On September 24, 2020 we filed a class action lawsuit against the State of California. Our belief was the state broke its agreement with public schools by changing the rules on how children are funded at charter schools after enrollment decisions were made. In doing so, we view that California is refusing to fund newly enrolled students at any of the 310 non-classroom based public charter schools serving 200,000 students. This represents 30% of the public charter schools in the state and speaks to an intentional attack on students, parents, and public education by adults that are influenced by organizations that represent adults for the benefit of adults.
As we all begin to see the signs of COVID-19 beginning to fade in the Golden State, and the majority of public education still idling at the starting gate, parents are given a choice.

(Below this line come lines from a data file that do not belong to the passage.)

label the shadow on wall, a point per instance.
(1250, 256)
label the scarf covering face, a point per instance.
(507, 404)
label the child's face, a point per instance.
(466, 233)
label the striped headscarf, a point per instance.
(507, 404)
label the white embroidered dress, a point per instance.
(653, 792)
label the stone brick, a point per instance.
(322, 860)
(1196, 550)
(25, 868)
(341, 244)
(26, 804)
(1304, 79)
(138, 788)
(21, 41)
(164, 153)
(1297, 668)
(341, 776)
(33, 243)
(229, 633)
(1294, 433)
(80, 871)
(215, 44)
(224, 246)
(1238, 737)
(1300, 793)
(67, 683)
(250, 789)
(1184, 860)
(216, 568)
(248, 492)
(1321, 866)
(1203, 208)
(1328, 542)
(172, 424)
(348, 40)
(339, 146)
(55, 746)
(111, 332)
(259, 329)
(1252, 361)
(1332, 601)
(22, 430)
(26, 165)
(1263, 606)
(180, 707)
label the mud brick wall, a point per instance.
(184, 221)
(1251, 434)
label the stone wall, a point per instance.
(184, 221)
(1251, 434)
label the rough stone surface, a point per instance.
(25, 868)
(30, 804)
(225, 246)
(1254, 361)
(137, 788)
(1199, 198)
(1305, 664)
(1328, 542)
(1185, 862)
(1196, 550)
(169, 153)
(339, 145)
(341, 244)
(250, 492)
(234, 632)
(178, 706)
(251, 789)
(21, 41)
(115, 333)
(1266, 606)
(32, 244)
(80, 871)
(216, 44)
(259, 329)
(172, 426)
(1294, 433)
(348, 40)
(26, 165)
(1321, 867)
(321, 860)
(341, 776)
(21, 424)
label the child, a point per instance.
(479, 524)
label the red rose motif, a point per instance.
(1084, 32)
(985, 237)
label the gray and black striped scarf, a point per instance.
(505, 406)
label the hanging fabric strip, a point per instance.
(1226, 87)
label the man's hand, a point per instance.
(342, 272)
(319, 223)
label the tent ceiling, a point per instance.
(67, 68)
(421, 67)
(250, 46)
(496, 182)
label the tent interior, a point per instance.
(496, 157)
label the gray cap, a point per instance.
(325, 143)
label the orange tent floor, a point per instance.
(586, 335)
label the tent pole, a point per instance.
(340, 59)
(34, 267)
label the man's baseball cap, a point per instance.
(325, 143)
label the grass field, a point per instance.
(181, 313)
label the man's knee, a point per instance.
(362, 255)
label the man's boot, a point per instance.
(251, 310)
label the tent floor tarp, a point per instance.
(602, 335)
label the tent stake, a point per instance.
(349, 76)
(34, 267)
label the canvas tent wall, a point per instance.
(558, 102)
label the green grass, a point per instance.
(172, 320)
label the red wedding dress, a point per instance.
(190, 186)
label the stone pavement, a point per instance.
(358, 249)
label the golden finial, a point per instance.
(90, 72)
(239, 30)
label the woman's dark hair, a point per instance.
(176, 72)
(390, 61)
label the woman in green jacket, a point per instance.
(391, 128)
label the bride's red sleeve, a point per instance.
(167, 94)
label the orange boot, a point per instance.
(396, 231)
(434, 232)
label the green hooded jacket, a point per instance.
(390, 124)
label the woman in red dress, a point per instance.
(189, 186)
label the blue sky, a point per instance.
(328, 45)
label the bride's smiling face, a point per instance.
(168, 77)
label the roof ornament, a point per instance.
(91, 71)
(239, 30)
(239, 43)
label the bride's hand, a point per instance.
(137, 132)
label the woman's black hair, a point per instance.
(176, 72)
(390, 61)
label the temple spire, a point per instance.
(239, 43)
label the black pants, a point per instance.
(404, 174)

Do they settle for the status quo at the hands of adults still struggling to elevate the needs of students first, or do they demand from their state, region, and local community to expand educational choice for the benefit of their children? One thing I know for sure is that our lawsuit has been groundbreaking as the judge in our case certified our class action status: a first in the nation for charter public schools. This act alone gives us hope that the intentional actions of state leaders to harm children will be discussed in court, arguments will detail the abuse, and a judge’s ruling will set precedent, so it doesn’t happen again.

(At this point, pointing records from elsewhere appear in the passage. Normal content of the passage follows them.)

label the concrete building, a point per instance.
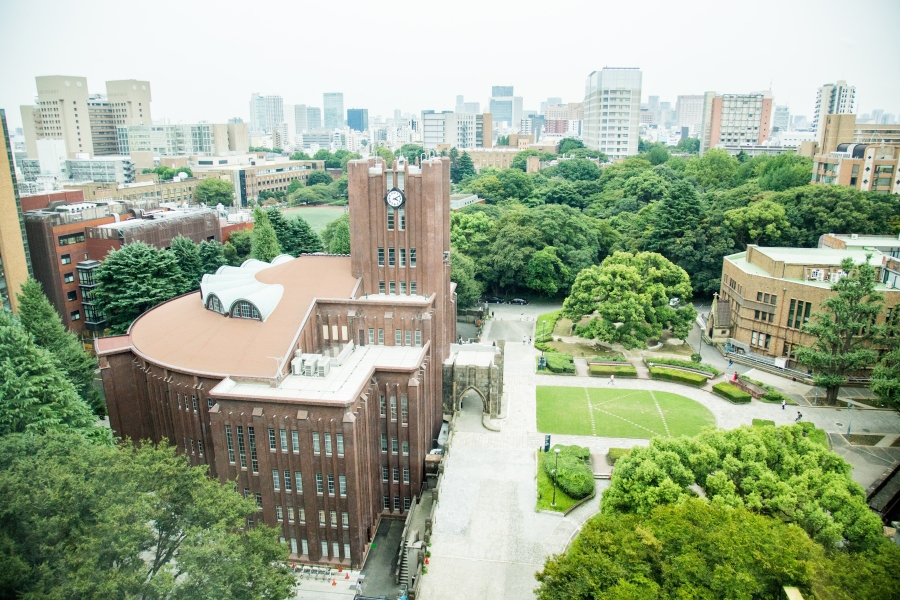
(331, 436)
(736, 119)
(612, 111)
(505, 107)
(358, 119)
(768, 294)
(265, 112)
(333, 103)
(15, 257)
(833, 99)
(86, 123)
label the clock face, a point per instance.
(394, 198)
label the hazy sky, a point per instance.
(204, 59)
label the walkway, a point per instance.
(488, 541)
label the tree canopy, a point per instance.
(631, 295)
(80, 520)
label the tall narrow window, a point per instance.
(229, 440)
(254, 463)
(241, 450)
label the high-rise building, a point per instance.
(333, 103)
(86, 123)
(358, 119)
(833, 99)
(15, 259)
(781, 118)
(301, 119)
(313, 118)
(742, 119)
(612, 111)
(309, 436)
(689, 112)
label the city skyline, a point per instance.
(690, 63)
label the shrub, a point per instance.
(677, 376)
(558, 362)
(573, 475)
(686, 364)
(732, 393)
(615, 454)
(617, 370)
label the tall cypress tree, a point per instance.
(41, 320)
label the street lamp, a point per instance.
(553, 503)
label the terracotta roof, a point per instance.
(184, 335)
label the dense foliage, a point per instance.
(80, 520)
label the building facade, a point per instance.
(15, 258)
(612, 111)
(331, 435)
(768, 294)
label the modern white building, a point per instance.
(612, 111)
(833, 99)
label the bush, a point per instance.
(615, 454)
(617, 370)
(732, 393)
(677, 376)
(573, 475)
(686, 364)
(558, 362)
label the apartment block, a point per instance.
(612, 111)
(15, 257)
(768, 294)
(736, 119)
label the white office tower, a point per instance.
(612, 111)
(833, 99)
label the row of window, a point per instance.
(393, 254)
(404, 406)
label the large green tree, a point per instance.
(80, 520)
(35, 394)
(42, 321)
(844, 329)
(775, 471)
(631, 295)
(134, 279)
(264, 243)
(212, 191)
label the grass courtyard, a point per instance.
(318, 217)
(610, 412)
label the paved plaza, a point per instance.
(488, 541)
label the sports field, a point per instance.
(317, 216)
(614, 412)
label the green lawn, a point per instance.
(317, 216)
(618, 412)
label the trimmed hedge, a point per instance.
(686, 364)
(677, 376)
(732, 393)
(617, 370)
(573, 475)
(558, 362)
(615, 454)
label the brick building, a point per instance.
(319, 393)
(768, 294)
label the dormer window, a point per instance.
(244, 310)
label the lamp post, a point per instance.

Charter public schools continue to have a positive impact on the communities they are fortunate to serve. What was revealed during the pandemic was just how unprepared traditional public education was to innovate, change, and connect with students in a meaningful way. It also showed us that where parents had access to non-classroom based charter schools in California, these programs became magnets for enrollment. Why would politicians seek the demise of these schools in their funding decisions when students were succeeding? I believe it is tied directly to the fact that these programs, teachers, and school leaders were making the traditional school system look bad. How dare these schools serve students well and stay true to their purpose in elevating academics first! Our class action case will be in front of a judge in July and I have every hope we will prevail. I have no doubt that with a court win the state will appeal. Why would they when California has record revenue and money to spare? Politicians hate to be wrong, most never admit error, and a majority of those interacting with public education carry the water of organizations with a history of putting adults and their needs first. These activities keep public education from embracing this moment where everything can be changed for the betterment of all students.

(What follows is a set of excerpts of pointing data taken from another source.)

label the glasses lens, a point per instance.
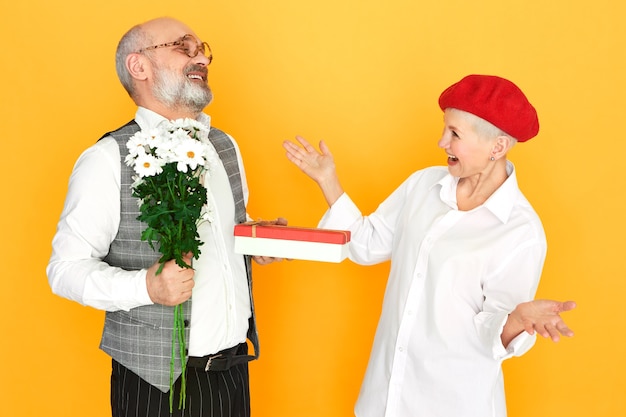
(190, 45)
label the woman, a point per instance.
(466, 251)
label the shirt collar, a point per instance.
(500, 203)
(147, 119)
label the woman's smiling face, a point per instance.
(468, 152)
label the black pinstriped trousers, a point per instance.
(209, 394)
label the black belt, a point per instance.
(222, 360)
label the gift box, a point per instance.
(289, 242)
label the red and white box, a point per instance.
(310, 244)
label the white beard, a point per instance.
(178, 92)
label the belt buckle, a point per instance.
(208, 363)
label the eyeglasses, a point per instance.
(187, 44)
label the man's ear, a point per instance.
(137, 66)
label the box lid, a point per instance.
(307, 234)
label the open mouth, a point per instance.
(195, 77)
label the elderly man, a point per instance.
(99, 259)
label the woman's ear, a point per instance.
(501, 146)
(137, 66)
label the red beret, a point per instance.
(496, 100)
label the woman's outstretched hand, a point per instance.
(318, 165)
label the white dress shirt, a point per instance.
(89, 223)
(455, 275)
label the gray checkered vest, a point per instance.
(141, 339)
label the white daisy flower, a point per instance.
(189, 154)
(148, 165)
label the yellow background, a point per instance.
(365, 76)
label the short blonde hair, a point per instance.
(482, 127)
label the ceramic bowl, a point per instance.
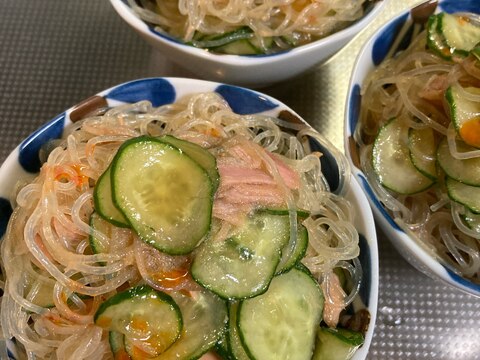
(23, 162)
(371, 55)
(251, 71)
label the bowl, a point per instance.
(23, 163)
(250, 71)
(398, 32)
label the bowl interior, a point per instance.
(24, 163)
(370, 10)
(371, 55)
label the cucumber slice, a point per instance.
(215, 41)
(466, 171)
(239, 47)
(236, 347)
(464, 194)
(282, 323)
(166, 196)
(421, 143)
(130, 313)
(299, 251)
(435, 40)
(336, 344)
(199, 154)
(205, 319)
(392, 162)
(243, 265)
(465, 114)
(104, 206)
(460, 33)
(222, 347)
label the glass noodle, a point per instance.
(286, 21)
(46, 249)
(411, 87)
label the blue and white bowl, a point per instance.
(371, 55)
(24, 162)
(251, 71)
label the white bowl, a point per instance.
(372, 53)
(252, 71)
(23, 163)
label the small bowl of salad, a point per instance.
(247, 43)
(412, 135)
(178, 218)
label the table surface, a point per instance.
(55, 53)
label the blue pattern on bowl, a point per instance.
(244, 101)
(452, 6)
(30, 147)
(5, 213)
(384, 41)
(156, 90)
(366, 261)
(380, 43)
(162, 91)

The fertile ground has been prepared by this pandemic. The steps we collectively take next will lead to a harvest of opportunity or another season of excuses of why change isn’t possible. We owe it to all students to review this past year and remove all the roadblocks, so that all students become better thinkers, communicators, and achievers. Will the legacy of these past 14 months be what was best for adults, or a turning point in public education where we step forward for the betterment of every student, so they are served with distinction and their individual needs are met like those students enjoying non-classroom based programming?